Where’s Berkeley Springs, West Virginia?
Many years ago, I worked for the Morgan County Schools which included Berkeley Springs, Great Cacapon, and Paw Paw, West Virginia for a short time. My career there as their Speech Pathologist didn’t work out, but I loved the area.
So, it wasn’t surprising when I decided to include it in my book, PURSUED. I wanted an area that was rural but still not too far from Washington DC—since one of my characters works for the government in an agency that will remain nameless. (I could tell you, but then I’d have to kill you—read the book if that confuses you.)
Berkeley Springs and surrounding area has it all—history, natural beauty, warm mineral springs, good neighbors, communes when I lived there in the 70s, near Washington, DC, and a castle!
Yes, that’s what I said. Berkeley Springs has a castle. Built of local stone, the castle has 13 rooms plus a basement dungeon.
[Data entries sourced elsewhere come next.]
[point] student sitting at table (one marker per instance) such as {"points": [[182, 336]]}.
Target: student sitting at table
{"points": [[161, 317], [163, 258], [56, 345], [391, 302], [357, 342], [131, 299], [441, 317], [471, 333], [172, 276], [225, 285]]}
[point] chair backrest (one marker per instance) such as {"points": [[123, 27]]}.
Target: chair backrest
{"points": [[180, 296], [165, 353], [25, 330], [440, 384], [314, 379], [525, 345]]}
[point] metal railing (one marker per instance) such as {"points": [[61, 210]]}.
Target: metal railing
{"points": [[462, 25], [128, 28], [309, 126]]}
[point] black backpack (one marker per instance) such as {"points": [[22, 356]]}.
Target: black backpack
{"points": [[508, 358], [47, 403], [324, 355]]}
The original owner known as Queen Rosa was evicted from it in the 1920s. Queen Rosa was known for her extravagance and outrageous parties—which certainly contributed to her eviction.
But the area has much more than castles to boast about. Some of the most famous warm mineral springs in the country are located there. And in fact, the original name of the town was Bath, the name given by George Washington and his cronies when they formed a town around the springs in 1776 (according to Berkeley Springs’ website).
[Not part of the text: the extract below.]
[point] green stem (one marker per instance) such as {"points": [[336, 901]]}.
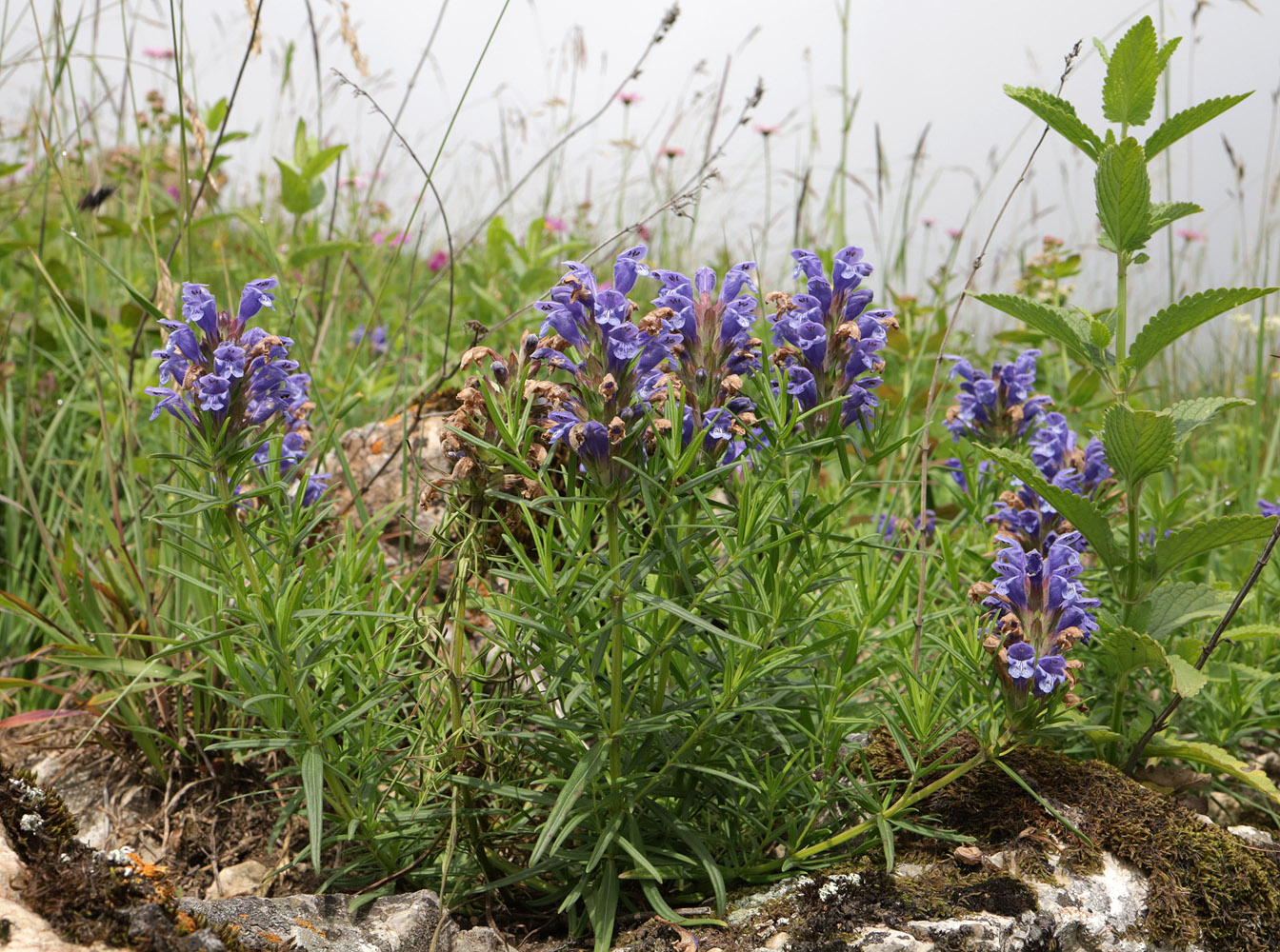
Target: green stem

But Berkeley Springs isn’t the only party in the county, so to speak. Take route 9 and you’ll end up at Great Cacapon located on Cacapon Mountain. National Geographic lists it as one of the top 5 panoramic views in the east. Having seen it in the fall, I promise you it is spectacular!
Keep going south on route 9 and you’ll eventually end up in Paw Paw. How can you not love a town called Paw Paw? I once got lost when I was working there and ended up in three different states before I found my way back to civilization.
I’m beginning to wonder why I ever left the area.
And then there’s the Apple Butter Festival.
If you find yourself in the area, defintely spend a day or two. You'll enjoy it.